All these research science bureaucrats at Big Tech could have released LLM models or tried to develop what OpenAI did. But none of them did. We should applaud OpenAI for the innovation and let them do as they please.
Google (and others) may not have released model weights, but they've published papers, which is ultimately what makes the field advance. OpenAI not only did not publish any GPT4 paper, they haven't even said how many parameters it has.
Indeed Google came up with Transformers and decided to gift the model to humanity. By broad strokes it was luck that OpenAI chose the seemingly right path of AI.
Closest competitor DeepMind played games, which is intuitively closer to what humans do, but its relevance given aspects of deep learning is questionable.

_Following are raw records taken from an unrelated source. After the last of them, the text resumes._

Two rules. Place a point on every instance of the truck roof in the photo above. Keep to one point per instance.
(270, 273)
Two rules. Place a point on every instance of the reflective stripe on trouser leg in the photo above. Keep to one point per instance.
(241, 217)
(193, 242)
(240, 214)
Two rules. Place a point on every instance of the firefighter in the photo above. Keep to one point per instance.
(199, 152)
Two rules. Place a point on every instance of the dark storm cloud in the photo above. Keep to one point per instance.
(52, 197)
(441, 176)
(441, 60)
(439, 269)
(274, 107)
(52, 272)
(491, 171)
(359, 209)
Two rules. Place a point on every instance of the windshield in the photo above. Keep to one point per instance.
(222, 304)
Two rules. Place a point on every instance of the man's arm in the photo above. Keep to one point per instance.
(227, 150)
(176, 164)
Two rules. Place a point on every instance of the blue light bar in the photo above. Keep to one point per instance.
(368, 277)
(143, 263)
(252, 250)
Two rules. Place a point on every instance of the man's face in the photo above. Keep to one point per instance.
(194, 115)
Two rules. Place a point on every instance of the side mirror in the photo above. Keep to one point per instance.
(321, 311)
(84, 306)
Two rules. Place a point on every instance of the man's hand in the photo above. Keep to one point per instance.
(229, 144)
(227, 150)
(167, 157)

> DeepMind played games, which is intuitively closer to what humans do, but its relevance given aspects of deep learning is questionable.
Reinforcement Learning is part of what OpenAI is doing. I don't think Google went down the wrong path. If anything they should have run down the path they were on.

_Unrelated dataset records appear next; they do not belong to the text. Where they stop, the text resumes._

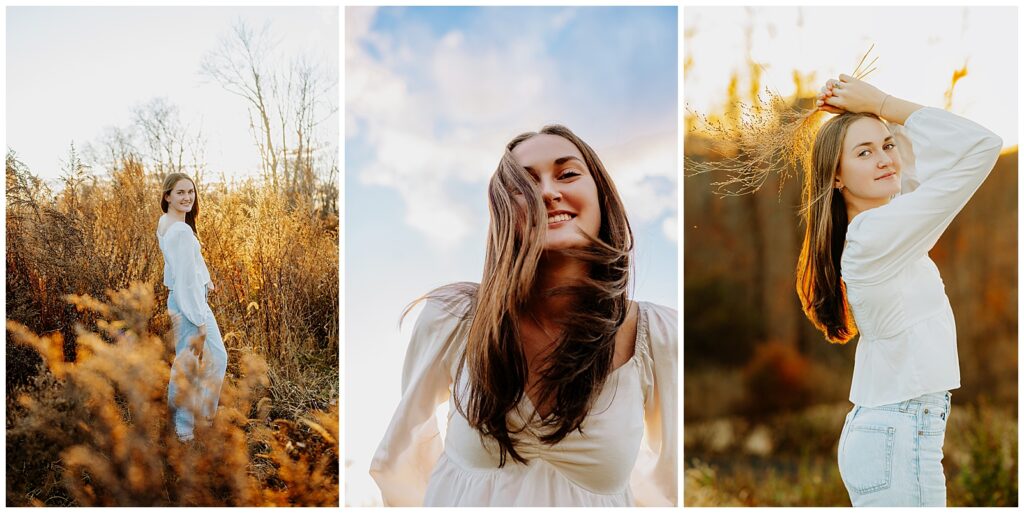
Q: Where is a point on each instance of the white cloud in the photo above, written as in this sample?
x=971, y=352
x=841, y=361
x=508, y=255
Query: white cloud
x=437, y=112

> Given both the competitive landscape and the safety implications of large-scale models like GPT-4, this report contains no further details about the architecture (including model size), hardware, training compute, dataset construction, training method, or similar.
What good bits did you find? (I'm not sure how fruitful the "OpenAI is a Microsoft department" debate is given that they are almost one and everybody knows it, but I am curious if anyone has found anything good in those many pages.)

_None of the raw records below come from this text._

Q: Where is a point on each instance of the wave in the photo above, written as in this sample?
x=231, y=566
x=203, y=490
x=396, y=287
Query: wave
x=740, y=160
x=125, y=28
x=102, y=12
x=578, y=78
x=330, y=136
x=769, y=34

I think the most interesting thing is the their ability to predict performance from loss and on a wide range of tasks using a much smaller model - this lets them fine tune their architecture and hypers, then run a single large training run to get full scale gpt4 - from the paper it sounds like they only trained the large model once, then did a Reinforcement learning with human feedback finetune.
Disclaimer - I work at Microsoft, in AI, and have no internal knowledge about gpt4.